いろいろなインタビューを読むとBIGGIEのアルバム"READY TO DIE"においてはDR.DREやSNOOPの東海岸版を目指して作ったなんてことも言っているようですね。歌詞世界においてはハスラーっぽい雰囲気や死生感なんかが描かれていてなるほどと思えます。
トラックはそれまでのトラックメイカーがやっていたような「誰も聴いたことがないようなサンプリングソース」を使うよりは「当時の都市部に暮らす若者であれば割と知っている」ような曲が使われていることも多いですね。つまりKID CAPRI、BIZ MARKIE、RON Gらが作ったようなOLD SCHOOL R&Bのテープに収録されているような楽曲ですね。
実際に1995年にはあのBRUCIE BをBAD BOYで雇っていたようです。BRUCIE Bと言えばROOFTOPでの活躍や先述したKID CAPRI、BIZ MARKIE、RON Gらが制作していたMIX TAPEのスタイルのオリジネイターな訳です。あのマイクでの煽りや選曲において。
当時は「BAD BOYは大ネタばかりでつまらん」みたいな批判もあったような(私もそう思ってましたよ)気がしますがそういうのはとんでもなく的外れなわけです。
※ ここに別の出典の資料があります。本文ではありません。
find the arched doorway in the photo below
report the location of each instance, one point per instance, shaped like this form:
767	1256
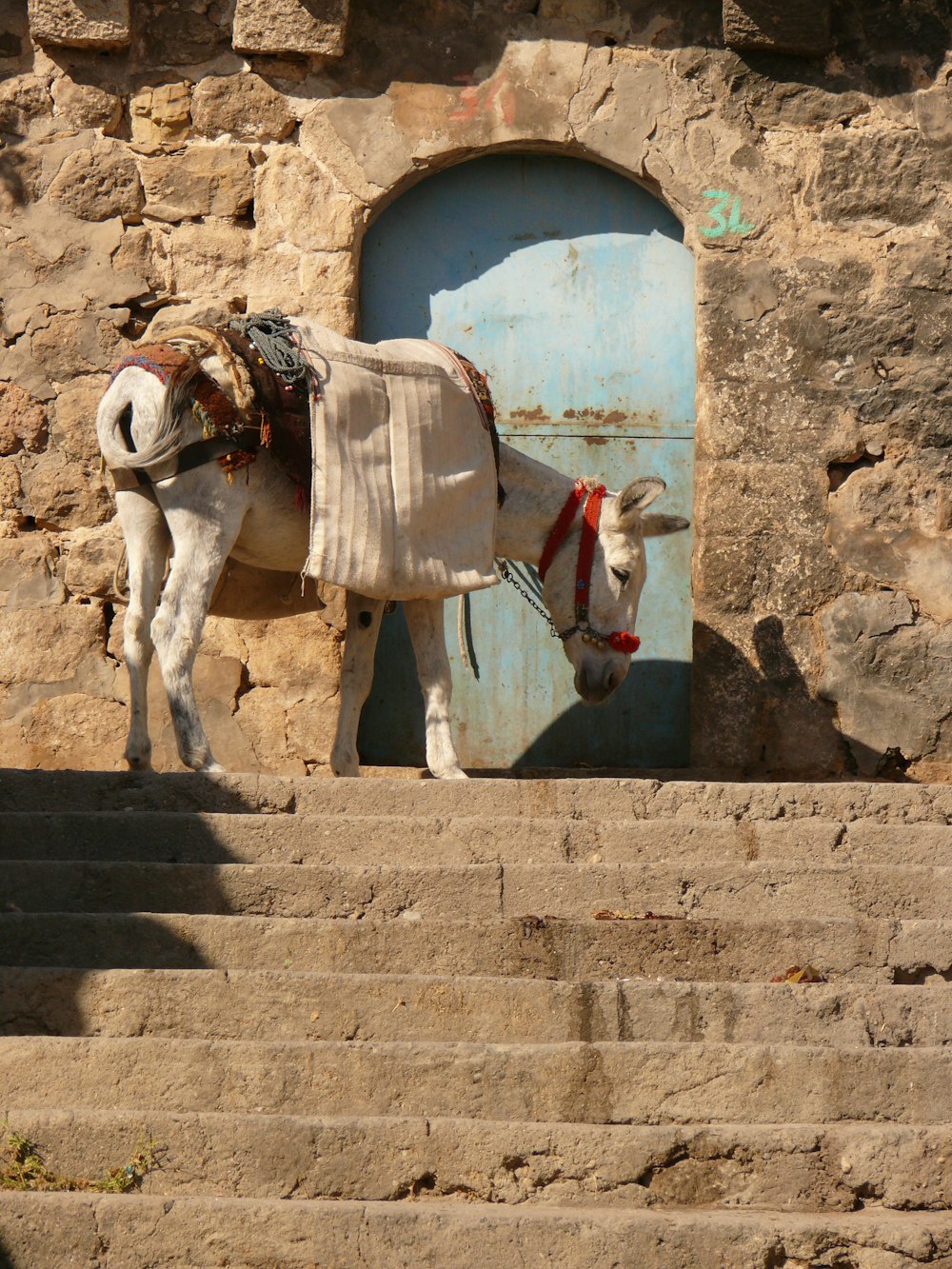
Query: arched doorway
571	288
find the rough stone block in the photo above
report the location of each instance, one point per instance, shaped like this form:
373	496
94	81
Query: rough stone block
84	106
863	174
205	180
23	423
162	115
291	27
99	184
246	106
87	24
779	26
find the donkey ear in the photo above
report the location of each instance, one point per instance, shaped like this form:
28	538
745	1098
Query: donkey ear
655	525
635	498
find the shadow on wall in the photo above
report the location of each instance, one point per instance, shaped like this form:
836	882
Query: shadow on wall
762	720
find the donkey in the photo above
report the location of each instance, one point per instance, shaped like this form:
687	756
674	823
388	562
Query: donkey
202	518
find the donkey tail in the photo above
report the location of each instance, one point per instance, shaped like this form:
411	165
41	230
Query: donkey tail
158	410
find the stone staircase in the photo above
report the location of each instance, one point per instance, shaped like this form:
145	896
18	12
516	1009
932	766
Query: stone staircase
377	1023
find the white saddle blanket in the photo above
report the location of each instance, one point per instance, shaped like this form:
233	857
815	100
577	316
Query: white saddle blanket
404	481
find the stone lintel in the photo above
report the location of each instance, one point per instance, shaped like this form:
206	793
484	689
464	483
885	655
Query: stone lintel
800	27
289	27
80	23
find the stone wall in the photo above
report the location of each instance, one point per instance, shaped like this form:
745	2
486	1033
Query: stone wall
186	160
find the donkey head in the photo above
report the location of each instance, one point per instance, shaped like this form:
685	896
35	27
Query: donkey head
597	644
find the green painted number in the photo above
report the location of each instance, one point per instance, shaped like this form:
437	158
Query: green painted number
725	221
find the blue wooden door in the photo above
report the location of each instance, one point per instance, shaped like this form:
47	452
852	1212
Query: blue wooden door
571	288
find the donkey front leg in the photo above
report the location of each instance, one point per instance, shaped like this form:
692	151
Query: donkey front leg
364	618
204	534
147	551
425	620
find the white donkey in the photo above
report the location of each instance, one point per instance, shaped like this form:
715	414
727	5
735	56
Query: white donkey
204	519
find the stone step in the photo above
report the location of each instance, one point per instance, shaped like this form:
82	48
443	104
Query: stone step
288	1005
154	837
529	947
248	1234
605	799
174	837
570	1082
792	1166
486	892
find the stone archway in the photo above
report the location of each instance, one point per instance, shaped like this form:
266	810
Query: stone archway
571	288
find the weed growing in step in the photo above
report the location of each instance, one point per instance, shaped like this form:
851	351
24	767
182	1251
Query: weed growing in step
22	1168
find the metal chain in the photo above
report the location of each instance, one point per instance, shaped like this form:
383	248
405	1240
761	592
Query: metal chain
506	576
273	335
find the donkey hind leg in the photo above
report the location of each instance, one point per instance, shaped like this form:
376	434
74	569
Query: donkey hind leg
204	532
425	620
147	551
364	618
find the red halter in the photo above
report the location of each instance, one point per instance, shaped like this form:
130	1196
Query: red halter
592	495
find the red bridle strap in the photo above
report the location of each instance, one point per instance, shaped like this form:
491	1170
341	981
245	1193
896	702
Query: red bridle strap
593	495
586	551
562	526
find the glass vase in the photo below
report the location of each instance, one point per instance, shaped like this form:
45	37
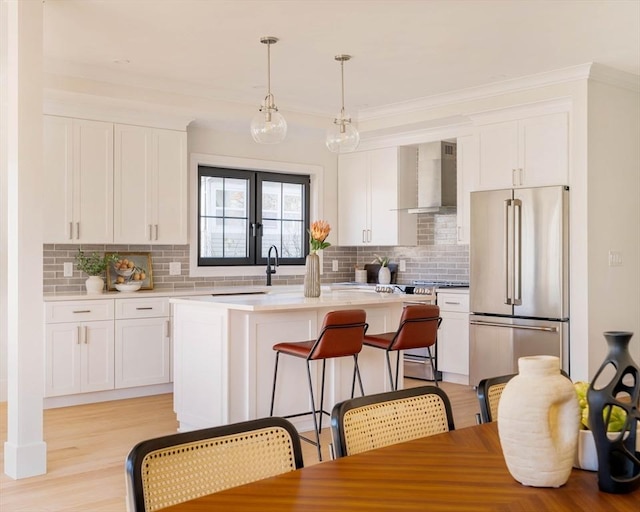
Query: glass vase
312	276
618	455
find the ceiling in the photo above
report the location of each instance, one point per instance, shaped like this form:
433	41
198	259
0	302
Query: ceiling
402	50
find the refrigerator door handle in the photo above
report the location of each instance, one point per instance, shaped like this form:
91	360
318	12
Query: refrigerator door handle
512	326
507	291
517	254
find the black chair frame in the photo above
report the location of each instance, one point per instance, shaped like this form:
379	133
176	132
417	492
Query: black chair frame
340	409
394	382
135	458
314	412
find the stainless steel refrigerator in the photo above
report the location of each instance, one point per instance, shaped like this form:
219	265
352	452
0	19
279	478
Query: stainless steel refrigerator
519	278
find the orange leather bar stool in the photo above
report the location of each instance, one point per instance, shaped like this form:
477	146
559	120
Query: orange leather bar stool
342	334
418	329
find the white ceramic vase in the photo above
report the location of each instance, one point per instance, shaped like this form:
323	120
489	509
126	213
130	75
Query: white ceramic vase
538	423
384	275
94	285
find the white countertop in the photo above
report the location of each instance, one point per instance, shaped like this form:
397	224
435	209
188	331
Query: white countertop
291	300
189	292
461	291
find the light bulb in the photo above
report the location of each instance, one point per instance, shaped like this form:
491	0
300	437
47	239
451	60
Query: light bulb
342	137
268	127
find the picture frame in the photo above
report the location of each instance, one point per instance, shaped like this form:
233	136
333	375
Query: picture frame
140	260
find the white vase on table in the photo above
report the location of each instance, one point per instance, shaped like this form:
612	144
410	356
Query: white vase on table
538	422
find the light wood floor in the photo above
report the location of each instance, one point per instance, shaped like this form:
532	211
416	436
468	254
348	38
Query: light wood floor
87	446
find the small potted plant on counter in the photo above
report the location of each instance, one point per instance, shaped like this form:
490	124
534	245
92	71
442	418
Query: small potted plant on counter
586	456
384	274
94	265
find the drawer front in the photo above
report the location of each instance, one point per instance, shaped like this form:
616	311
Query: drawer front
79	311
454	302
142	307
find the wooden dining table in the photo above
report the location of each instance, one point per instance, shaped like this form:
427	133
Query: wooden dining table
462	470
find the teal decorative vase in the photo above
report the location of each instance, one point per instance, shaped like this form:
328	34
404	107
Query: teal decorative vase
312	276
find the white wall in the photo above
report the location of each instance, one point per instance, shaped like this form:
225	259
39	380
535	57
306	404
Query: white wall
613	217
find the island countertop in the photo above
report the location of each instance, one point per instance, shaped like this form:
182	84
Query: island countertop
295	300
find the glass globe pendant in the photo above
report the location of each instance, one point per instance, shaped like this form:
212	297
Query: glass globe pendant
268	126
342	137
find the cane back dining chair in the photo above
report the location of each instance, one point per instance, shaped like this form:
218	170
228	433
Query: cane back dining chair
179	467
374	421
418	328
489	392
341	335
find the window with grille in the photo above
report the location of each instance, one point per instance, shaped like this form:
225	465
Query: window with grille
242	213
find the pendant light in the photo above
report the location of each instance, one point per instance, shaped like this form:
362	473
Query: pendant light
343	136
268	126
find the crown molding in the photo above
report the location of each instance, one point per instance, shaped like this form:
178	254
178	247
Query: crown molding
569	74
113	110
615	77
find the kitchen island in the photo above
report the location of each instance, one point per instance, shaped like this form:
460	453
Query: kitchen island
223	357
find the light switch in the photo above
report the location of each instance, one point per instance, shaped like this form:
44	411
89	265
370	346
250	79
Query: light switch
615	258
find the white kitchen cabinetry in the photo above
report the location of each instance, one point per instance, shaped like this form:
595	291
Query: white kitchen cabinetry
142	342
79	347
467	168
373	188
453	336
528	152
77	181
150	185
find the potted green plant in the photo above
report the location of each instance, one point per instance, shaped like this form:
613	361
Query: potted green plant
586	456
384	274
94	265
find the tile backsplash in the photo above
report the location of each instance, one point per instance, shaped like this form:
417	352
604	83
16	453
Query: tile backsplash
436	257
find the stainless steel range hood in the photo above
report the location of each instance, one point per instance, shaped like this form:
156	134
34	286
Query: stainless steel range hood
437	177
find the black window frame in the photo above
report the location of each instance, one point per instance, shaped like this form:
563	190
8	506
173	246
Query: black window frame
254	219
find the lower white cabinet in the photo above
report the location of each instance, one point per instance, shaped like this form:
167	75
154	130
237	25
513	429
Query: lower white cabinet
106	344
142	342
79	354
453	335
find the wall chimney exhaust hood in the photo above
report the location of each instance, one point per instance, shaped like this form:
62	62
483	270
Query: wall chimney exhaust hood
437	177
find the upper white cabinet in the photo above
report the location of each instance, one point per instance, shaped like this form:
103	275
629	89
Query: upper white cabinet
528	152
78	180
150	180
467	168
373	188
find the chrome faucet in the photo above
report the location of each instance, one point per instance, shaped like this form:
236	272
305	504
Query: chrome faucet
269	269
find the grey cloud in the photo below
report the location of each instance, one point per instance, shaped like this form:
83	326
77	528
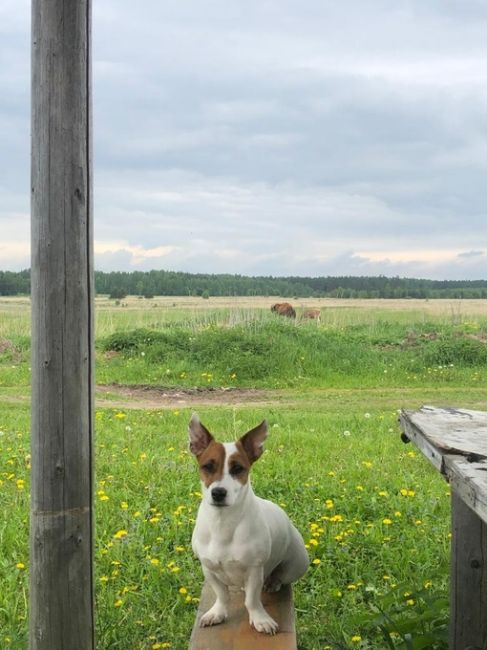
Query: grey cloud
267	136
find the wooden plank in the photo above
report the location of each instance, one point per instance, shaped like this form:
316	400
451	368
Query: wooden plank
468	583
236	633
449	430
61	560
416	434
469	481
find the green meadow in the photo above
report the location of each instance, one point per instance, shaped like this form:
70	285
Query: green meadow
374	514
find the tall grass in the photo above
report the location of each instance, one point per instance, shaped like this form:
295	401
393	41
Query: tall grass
278	353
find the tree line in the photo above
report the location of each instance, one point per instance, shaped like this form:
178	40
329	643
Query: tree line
118	284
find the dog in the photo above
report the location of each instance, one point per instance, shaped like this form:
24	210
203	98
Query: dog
240	539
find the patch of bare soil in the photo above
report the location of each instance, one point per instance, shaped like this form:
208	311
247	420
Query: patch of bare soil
153	397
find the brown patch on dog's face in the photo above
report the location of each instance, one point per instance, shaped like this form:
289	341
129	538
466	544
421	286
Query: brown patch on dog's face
239	464
212	463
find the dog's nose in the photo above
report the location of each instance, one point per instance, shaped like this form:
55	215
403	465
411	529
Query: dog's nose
218	495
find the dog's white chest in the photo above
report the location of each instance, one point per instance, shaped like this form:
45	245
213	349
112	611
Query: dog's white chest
231	572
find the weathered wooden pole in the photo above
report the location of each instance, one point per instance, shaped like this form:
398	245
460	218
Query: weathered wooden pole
61	564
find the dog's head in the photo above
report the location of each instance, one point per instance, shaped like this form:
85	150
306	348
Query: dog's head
225	467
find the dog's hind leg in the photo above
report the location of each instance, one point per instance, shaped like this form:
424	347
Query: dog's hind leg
292	567
219	612
273	582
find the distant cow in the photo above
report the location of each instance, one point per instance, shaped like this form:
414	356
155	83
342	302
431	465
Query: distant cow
312	314
284	309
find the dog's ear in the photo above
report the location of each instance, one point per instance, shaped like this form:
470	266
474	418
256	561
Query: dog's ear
253	441
199	436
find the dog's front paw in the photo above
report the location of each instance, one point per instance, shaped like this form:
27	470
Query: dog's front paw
263	622
217	614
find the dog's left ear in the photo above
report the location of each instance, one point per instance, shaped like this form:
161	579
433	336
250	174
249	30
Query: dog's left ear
253	441
199	436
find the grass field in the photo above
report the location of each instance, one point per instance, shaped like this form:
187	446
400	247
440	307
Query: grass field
374	514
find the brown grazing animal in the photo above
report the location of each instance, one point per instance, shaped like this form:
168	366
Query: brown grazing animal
312	314
284	309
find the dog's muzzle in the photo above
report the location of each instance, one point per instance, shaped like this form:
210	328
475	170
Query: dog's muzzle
218	495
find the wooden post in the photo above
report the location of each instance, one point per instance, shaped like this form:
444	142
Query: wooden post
468	582
61	564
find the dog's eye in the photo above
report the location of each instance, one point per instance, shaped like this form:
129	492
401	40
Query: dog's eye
236	470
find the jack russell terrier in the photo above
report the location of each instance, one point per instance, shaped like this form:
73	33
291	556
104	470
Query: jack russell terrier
240	539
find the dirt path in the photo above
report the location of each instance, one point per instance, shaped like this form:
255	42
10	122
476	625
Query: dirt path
150	397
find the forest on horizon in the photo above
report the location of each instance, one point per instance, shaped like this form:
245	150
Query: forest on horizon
118	284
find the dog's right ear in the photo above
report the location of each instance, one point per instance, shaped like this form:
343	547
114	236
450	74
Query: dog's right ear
199	436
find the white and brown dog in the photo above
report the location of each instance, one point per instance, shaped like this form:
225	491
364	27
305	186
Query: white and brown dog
241	540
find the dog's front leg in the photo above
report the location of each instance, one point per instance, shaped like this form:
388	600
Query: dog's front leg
219	612
258	617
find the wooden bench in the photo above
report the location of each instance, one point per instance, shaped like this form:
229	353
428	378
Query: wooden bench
455	442
236	633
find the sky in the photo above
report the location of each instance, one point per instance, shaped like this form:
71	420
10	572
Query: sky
272	137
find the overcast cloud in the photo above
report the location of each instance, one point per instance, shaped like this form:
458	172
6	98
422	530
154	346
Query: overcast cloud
272	137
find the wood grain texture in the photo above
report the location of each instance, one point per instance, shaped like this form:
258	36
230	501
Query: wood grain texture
236	633
61	592
455	442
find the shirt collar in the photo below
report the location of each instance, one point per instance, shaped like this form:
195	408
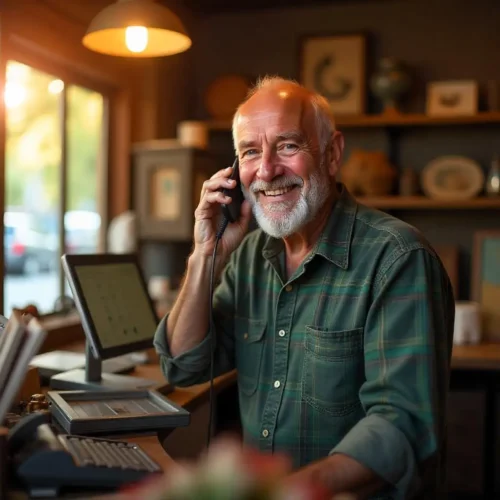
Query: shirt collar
334	242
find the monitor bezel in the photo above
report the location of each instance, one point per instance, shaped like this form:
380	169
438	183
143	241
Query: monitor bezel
69	263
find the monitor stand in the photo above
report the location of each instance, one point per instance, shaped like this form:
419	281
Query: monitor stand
92	378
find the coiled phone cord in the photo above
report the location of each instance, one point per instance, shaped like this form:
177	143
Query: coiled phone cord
211	330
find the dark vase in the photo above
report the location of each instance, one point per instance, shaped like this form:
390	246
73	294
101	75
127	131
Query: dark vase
390	82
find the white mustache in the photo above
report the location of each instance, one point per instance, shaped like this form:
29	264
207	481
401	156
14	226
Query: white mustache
281	183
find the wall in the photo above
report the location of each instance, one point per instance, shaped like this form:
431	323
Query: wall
449	39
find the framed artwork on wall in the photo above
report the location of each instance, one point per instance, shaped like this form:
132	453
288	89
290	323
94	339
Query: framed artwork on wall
452	98
167	187
335	67
486	281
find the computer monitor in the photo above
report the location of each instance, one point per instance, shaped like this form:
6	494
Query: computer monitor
117	316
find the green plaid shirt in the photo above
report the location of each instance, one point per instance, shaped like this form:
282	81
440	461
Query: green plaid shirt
349	355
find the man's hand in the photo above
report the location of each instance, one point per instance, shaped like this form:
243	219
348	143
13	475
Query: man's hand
341	476
208	217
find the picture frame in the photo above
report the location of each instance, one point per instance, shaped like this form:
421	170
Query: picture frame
486	281
168	179
335	67
452	98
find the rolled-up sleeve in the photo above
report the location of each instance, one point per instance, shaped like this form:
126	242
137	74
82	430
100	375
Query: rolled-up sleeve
193	366
407	351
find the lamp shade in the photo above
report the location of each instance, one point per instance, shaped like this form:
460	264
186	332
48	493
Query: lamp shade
136	28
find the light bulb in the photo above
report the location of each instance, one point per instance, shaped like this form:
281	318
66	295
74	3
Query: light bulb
56	86
136	38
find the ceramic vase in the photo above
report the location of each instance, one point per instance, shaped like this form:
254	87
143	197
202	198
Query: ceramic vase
390	82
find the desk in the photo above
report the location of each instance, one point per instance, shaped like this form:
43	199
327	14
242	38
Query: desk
478	367
191	398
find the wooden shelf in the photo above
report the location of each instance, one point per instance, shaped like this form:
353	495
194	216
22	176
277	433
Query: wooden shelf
424	203
393	120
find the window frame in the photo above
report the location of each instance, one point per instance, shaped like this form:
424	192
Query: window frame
41	62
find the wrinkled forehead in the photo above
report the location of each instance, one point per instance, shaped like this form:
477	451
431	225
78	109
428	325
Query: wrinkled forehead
273	113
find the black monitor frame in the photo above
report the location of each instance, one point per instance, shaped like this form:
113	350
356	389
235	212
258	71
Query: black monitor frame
70	262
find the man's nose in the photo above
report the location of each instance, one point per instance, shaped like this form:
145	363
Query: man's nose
269	168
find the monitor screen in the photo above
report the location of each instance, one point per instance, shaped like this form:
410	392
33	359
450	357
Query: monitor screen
113	301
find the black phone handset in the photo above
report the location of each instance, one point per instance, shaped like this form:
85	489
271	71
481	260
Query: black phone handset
232	211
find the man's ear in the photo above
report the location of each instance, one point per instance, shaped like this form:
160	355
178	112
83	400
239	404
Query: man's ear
335	153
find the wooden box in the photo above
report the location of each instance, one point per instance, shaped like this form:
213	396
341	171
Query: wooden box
168	179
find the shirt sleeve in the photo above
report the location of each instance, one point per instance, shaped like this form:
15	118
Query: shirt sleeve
193	366
407	346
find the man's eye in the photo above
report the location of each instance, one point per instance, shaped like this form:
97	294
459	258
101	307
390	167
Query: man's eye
249	152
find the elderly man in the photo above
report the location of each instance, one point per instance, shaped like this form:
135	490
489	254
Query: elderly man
337	317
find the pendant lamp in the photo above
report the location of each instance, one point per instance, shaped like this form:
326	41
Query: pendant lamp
136	28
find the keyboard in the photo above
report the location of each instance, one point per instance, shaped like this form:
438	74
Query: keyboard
63	461
96	452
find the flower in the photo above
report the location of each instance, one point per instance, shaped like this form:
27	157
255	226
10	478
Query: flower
227	471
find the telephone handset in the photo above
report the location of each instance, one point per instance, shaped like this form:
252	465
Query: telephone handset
44	460
232	211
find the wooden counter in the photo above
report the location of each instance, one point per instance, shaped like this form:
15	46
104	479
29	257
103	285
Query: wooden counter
484	356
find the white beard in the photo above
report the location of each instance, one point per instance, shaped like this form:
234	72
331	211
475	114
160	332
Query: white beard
292	219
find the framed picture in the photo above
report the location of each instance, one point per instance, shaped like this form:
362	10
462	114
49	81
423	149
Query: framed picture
486	281
334	66
452	98
167	187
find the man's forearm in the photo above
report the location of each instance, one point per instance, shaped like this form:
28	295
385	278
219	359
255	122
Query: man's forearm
187	323
340	474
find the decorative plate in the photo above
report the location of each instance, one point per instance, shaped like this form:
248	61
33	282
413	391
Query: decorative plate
452	178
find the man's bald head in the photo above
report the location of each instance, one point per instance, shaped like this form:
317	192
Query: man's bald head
314	106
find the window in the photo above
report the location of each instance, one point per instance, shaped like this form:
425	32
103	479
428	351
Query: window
54	174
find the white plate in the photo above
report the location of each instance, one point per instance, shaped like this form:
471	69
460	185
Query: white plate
452	178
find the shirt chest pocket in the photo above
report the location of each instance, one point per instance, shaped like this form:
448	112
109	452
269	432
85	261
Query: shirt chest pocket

ちゃんとHIP HOPの伝統は受け継ぎながらその当時のマーケットで受けるように作った結果がああいった大ネタ使いになるわけですね。
1993年に"ILLMATIC"というあれだけ当たったアルバムをリリースしたNASでさえセカンドアルバムからのシングルでこうなったのはおもしろいですね。推測ですけどBAD BOYの動きが影響していたと思いますよ。
どこにでも転がってるような印象を受けてしまうようなこのへんのレコードですがそういうのを考えながら聴くとまた楽しめますよ。